J’ai commencé à explorer cet environnement de travail et le personnage de Julija dans mon court-métrage Into the Blue. La mer est un endroit qui peut être dangereux, où tout peut arriver, de la violence à l’amour. En travaillant avec Gracija Filipovic, je me suis rendu compte qu’il était possible d’étendre l’univers de son personnage, c’est là que j’ai débuté l’écriture de Murina.
🎦Lien Viméo pour visionner le court-métrage : https://vimeo.com/436566474
Le cadre de Murina est pratiquement un personnage à part entière. Entre le bleu de la mer et le soleil brûlant, la famille de Julija semble exposée.
J’ai longtemps souhaité être une architecte. Je pense que l’architecture de l’espace qui nous entoure, naturel ou construit par l’homme, nous donne des pistes pour comprendre nos comportements. Notre environnement a un impact sur notre personnalité, mais aussi nos désirs et nos humeurs. Lorsque j’ai débuté ma démarche de repérage pour le film, mon premier souhait était de trouver un endroit sans végétation, très sec. Je ne pense pas que ce film aurait pu se faire dans un appartement, il fallait un lieu où la peau brûle et où la lumière empêche de se cacher.
Enfin excepté sous l’eau.
Oui, mais elle reste tout de même sous la surveillance de son père. Lorsqu’elle est sous l’eau, elle plonge d’une certaine manière dans son subconscient. C’est un espace de désir et de réflexion pour le personnage de Julija.

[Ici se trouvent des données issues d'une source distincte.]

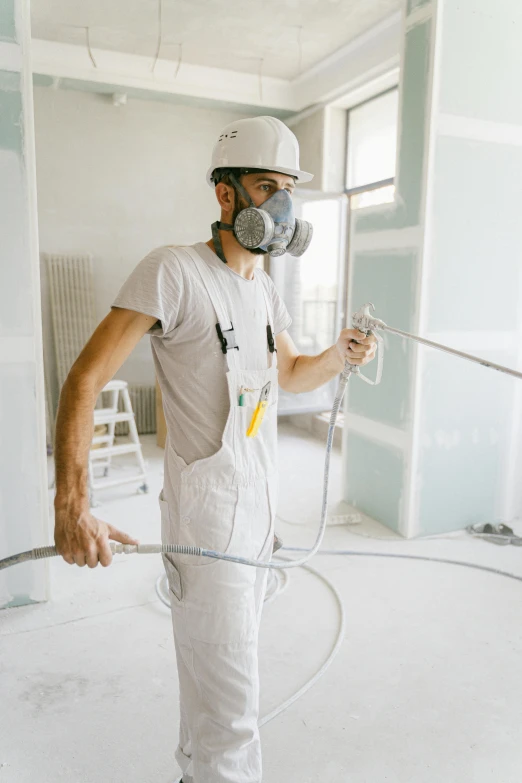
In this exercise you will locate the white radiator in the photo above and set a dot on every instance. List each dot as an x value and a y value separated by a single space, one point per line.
72 307
143 401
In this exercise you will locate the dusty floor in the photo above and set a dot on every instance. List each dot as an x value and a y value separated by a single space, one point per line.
427 687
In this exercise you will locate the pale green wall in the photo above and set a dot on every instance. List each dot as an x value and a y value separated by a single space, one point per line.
462 436
389 279
7 21
467 436
374 478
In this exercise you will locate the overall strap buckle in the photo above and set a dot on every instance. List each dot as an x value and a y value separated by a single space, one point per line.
227 343
270 338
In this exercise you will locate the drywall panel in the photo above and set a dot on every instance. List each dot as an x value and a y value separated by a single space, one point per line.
16 315
464 431
415 90
389 281
7 20
481 77
374 477
475 270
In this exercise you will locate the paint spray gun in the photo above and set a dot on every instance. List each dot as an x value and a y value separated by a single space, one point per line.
365 322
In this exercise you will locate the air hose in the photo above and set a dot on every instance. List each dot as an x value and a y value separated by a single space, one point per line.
178 549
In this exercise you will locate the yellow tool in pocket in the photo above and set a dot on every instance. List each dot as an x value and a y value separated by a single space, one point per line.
257 416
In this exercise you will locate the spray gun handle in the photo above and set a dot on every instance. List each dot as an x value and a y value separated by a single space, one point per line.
364 322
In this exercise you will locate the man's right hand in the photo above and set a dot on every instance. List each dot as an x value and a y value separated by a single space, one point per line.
82 539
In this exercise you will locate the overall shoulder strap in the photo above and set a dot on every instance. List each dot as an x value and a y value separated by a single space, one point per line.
224 326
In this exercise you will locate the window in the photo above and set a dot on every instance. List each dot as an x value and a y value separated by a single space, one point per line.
372 150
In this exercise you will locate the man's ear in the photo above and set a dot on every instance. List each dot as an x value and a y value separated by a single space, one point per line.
225 195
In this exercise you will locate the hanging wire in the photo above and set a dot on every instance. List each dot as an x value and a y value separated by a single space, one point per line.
160 33
300 49
180 59
89 47
260 75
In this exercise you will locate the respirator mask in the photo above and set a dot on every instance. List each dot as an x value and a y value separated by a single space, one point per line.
272 227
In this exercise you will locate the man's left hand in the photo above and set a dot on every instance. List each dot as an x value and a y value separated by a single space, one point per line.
355 347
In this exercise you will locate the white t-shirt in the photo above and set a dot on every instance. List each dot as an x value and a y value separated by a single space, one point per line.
190 365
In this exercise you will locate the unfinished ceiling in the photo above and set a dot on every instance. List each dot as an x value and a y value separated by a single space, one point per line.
280 38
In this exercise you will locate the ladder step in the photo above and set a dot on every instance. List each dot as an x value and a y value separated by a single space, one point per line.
112 451
109 417
102 484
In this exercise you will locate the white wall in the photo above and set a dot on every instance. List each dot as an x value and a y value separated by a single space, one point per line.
23 475
117 182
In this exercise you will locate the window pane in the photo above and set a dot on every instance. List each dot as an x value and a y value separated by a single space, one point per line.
372 198
372 140
319 268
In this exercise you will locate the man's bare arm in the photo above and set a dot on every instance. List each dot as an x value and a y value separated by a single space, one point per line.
301 373
80 537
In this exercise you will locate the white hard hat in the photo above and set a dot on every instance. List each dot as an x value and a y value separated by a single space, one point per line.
263 143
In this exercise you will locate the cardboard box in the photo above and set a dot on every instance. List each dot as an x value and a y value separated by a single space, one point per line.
161 424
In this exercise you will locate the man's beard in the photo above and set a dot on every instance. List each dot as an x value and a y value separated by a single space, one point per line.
239 205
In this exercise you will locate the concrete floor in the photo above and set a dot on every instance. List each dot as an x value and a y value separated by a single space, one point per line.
427 687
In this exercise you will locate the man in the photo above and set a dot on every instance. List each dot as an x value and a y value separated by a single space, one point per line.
220 345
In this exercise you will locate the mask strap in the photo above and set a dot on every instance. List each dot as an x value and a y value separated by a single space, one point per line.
240 189
219 226
216 227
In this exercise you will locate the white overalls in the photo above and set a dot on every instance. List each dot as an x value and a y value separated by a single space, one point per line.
226 502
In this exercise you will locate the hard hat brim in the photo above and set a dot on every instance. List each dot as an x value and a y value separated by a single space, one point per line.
301 176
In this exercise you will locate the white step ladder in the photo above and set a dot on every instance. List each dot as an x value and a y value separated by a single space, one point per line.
101 456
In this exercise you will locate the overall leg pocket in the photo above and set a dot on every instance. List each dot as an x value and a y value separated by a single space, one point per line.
207 519
173 577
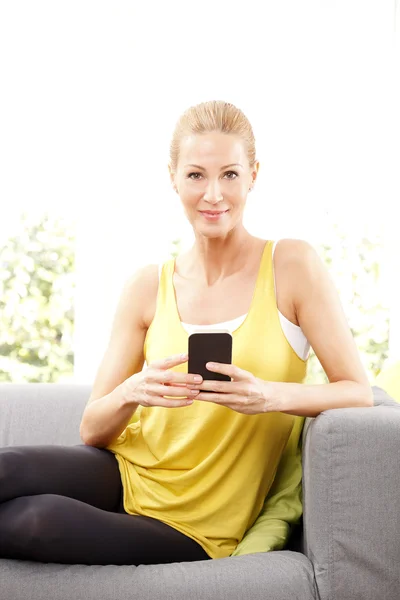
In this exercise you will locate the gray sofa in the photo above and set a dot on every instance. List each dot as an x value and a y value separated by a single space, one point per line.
347 548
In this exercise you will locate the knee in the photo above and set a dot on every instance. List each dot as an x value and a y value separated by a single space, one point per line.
30 518
9 461
21 525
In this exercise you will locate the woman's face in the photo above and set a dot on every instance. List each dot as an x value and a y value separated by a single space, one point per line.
213 178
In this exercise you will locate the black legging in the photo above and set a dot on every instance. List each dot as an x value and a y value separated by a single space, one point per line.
63 504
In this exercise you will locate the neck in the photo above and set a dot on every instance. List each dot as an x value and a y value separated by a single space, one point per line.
211 260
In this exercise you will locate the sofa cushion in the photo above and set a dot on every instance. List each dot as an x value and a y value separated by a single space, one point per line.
263 576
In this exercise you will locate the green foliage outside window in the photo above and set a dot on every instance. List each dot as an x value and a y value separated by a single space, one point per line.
37 283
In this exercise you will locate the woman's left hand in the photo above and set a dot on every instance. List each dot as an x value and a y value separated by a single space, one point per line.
245 393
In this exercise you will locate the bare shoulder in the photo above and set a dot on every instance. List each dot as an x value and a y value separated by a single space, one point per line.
295 262
142 288
291 252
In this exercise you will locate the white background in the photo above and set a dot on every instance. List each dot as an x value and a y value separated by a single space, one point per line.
91 91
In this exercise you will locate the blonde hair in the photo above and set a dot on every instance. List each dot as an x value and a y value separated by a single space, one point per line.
214 115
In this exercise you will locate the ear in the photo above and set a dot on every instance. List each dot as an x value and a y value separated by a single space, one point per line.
254 173
172 177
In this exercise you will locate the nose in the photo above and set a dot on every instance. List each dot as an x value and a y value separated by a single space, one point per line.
213 193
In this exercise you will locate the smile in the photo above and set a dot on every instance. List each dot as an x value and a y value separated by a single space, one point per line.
211 215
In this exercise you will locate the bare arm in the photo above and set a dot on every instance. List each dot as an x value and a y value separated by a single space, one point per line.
108 411
322 319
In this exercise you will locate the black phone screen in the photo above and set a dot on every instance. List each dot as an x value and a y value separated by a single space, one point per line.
209 347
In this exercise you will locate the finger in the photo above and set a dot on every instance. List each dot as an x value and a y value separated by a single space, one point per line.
230 370
216 398
221 387
170 361
171 391
173 378
166 403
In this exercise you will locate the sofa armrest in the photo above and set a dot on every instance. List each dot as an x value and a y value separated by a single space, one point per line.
351 500
41 413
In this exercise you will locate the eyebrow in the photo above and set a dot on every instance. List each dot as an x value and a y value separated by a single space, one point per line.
222 168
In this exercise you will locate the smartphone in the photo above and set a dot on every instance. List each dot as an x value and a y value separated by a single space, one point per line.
213 346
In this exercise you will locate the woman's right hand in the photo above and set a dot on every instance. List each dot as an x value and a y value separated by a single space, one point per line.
150 386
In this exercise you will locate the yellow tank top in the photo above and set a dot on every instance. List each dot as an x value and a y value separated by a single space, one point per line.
205 469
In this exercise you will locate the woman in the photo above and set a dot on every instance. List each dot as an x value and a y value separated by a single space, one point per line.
173 468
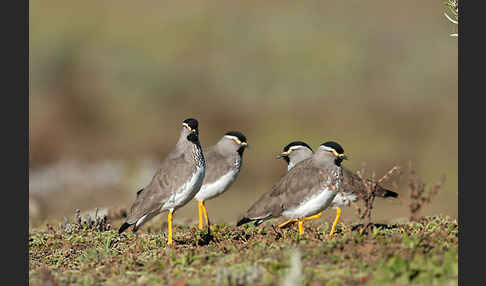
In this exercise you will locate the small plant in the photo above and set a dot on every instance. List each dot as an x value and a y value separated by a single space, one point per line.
368 198
418 195
99 223
452 13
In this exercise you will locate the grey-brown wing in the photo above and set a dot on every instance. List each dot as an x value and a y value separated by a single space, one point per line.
216 165
300 183
171 175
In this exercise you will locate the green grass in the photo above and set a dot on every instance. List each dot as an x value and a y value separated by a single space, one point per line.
416 253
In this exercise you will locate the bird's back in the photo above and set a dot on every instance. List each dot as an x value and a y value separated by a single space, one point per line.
173 173
299 184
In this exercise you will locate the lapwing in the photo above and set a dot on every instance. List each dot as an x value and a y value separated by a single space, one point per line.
298 151
223 164
175 183
304 191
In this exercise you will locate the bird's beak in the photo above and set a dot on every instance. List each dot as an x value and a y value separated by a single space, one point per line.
283 154
189 128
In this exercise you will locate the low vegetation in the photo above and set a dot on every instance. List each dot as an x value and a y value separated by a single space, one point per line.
423 252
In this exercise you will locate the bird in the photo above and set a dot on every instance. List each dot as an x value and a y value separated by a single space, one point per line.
174 184
297 151
223 164
304 191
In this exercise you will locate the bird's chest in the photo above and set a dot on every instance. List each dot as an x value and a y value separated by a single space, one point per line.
187 191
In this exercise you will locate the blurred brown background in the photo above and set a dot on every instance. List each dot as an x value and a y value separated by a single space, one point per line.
111 82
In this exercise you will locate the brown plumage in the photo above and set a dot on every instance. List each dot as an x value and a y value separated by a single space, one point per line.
175 183
311 177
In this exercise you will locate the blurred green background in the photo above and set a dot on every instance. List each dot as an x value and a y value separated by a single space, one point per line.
111 82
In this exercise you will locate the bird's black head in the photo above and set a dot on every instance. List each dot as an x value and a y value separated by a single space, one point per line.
192 125
191 122
336 150
239 139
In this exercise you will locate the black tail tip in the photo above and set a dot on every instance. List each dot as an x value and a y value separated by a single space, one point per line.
243 221
390 194
123 227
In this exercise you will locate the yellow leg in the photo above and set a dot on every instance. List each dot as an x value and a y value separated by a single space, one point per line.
338 214
170 228
301 227
205 213
314 216
287 222
199 206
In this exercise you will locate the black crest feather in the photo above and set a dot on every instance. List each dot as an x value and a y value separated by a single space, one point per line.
334 146
238 135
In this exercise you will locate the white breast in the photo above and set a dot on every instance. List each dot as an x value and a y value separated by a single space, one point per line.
312 206
186 192
216 188
343 200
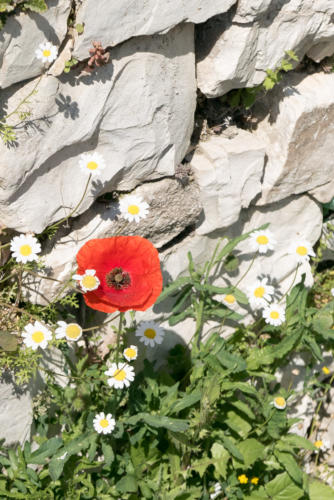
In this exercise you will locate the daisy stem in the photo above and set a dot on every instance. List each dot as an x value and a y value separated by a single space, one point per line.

Le caractère solaire du film laisse deviner l’angoisse qu’a pu représenter la météo lors des prises. Comment s’est passé le tournage ?

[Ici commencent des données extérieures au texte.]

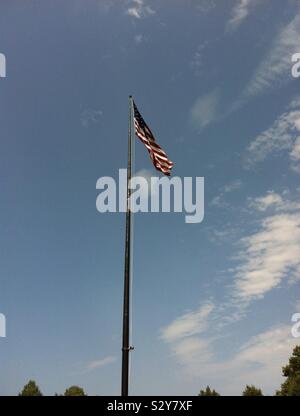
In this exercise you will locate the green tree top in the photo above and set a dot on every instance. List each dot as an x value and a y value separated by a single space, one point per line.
30 389
252 391
74 391
291 386
208 392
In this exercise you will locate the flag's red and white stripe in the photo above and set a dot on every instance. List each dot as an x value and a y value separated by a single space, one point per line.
159 158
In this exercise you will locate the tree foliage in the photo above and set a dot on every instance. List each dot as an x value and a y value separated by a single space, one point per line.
252 391
30 389
208 392
291 386
74 391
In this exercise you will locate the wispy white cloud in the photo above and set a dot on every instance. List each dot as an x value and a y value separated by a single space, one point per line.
240 12
90 116
93 365
257 361
283 135
276 66
271 254
188 324
205 110
139 9
220 199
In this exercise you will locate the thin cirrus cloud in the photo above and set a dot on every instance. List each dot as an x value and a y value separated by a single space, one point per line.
267 258
188 324
282 136
240 12
205 110
276 66
219 200
90 116
271 254
139 9
93 365
255 359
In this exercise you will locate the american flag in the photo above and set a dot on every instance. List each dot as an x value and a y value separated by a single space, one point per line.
159 158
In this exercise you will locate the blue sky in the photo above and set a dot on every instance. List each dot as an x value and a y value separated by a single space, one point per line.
212 302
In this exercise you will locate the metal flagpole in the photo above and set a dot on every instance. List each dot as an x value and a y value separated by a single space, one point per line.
126 305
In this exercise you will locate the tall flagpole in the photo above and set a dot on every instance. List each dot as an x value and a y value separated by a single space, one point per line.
126 305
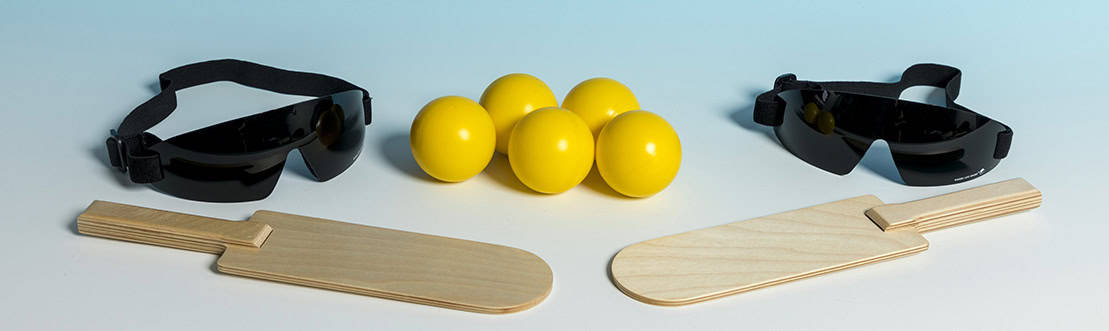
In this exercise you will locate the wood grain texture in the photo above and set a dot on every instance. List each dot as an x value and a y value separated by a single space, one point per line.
395 264
744 256
958 208
172 227
403 266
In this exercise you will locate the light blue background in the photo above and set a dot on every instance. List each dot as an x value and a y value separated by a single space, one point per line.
71 71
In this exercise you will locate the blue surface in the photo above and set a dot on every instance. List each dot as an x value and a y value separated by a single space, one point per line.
71 71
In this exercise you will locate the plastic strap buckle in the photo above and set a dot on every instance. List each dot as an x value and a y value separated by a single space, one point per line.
116 151
141 164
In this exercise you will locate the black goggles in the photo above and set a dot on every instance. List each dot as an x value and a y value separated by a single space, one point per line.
241 160
832 124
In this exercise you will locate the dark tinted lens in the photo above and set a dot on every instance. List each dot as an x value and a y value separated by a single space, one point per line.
809 131
242 159
338 123
950 161
217 179
931 144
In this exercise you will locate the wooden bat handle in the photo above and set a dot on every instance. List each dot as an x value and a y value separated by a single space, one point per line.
169 229
958 208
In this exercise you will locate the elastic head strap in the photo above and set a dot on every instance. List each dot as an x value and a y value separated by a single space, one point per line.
770 109
126 147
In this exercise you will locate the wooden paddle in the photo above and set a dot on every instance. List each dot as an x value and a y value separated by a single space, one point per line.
402 266
744 256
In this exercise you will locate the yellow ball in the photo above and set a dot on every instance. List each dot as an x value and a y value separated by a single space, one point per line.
550 150
638 153
453 138
599 100
511 97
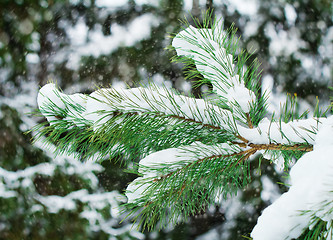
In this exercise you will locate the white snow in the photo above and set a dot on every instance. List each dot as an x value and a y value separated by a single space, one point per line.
301 131
53 104
205 47
165 161
311 190
97 107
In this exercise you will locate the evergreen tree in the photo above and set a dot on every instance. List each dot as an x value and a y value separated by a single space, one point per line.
196 151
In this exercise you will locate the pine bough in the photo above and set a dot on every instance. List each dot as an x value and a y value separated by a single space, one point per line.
194 150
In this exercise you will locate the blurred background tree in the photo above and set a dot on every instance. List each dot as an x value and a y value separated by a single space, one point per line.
89 43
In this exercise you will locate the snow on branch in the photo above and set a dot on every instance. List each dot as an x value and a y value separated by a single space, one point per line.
192 150
213 53
309 197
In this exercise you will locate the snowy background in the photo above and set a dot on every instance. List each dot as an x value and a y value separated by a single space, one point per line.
85 44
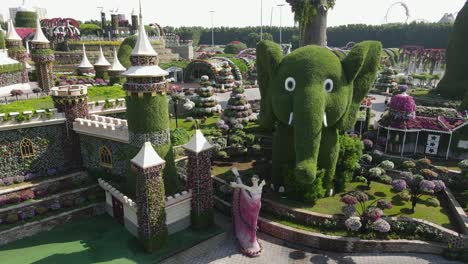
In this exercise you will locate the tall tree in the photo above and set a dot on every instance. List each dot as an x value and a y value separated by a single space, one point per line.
312 18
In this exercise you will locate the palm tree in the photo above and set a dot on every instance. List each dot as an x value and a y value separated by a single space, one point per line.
312 18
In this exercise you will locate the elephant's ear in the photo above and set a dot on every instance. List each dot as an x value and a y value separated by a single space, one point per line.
360 66
269 56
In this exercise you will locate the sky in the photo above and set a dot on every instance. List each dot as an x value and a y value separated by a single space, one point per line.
241 12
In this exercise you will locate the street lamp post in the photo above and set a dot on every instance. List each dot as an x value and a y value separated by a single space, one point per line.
281 23
261 20
212 28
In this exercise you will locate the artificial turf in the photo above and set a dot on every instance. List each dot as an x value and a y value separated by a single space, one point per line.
96 240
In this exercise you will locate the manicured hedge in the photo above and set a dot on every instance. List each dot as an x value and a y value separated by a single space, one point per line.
455 82
11 68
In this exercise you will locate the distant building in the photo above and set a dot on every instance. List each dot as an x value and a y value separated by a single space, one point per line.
448 18
41 12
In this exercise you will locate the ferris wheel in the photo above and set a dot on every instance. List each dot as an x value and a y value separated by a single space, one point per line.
395 5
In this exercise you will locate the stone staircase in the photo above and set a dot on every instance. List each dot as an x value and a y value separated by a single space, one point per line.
32 203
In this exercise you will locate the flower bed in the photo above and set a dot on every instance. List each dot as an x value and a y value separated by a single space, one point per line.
42 189
18 214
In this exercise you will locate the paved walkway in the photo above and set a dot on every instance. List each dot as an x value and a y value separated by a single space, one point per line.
223 250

C’est vrai, c’était un aspect essentiel et déterminant. Sur la totalité du tournage, soit quarante jours, il n’y avait qu’un seul jour en intérieur et douze sous l’eau, nous étions donc très dépendants de la météo. Il suffisait de peu pour rendre une scène compliquée, du vent lors d’une prise en bateau, du courant lors d’une prise sous l’eau. Il faut être capable de s’adapter, heureusement l’énergie était là, nous n’arrêtions pas de chanter.
Murina comporte de nombreuses scènes tournées sous l’eau, s’agissant de votre premier long-métrage, ces scènes ont représenté un challenge pour vous ?
On ne peut tourner sous l’eau que durant un temps limité chaque jour, ça contraint forcément le tournage. Je suis aujourd’hui à l’aise sous l’eau, ça ne m’inquiète pas, mais je me souviens d’autres expériences où je n’étais pas dans mon élément, je pense qu’il faut savoir affronter ses craintes et ne pas hésiter à sortir de sa zone de confort.
L’arrivée sur l’île de Javier agite la famille de Julija, il est à la fois le passé et peut-être l’avenir, mais aussi un spectateur de cette famille pleine de tensions.
Nous sommes des êtres complexes, il devait en être autant pour les personnages de Murina, peu importe leurs âges. Je voulais donner de la couleur et de l’épaisseur à la psychologie des personnages, notamment Jujila. Elle partage son temps principalement avec des adultes et développe, par son âge et ses expériences, un désir d’émancipation.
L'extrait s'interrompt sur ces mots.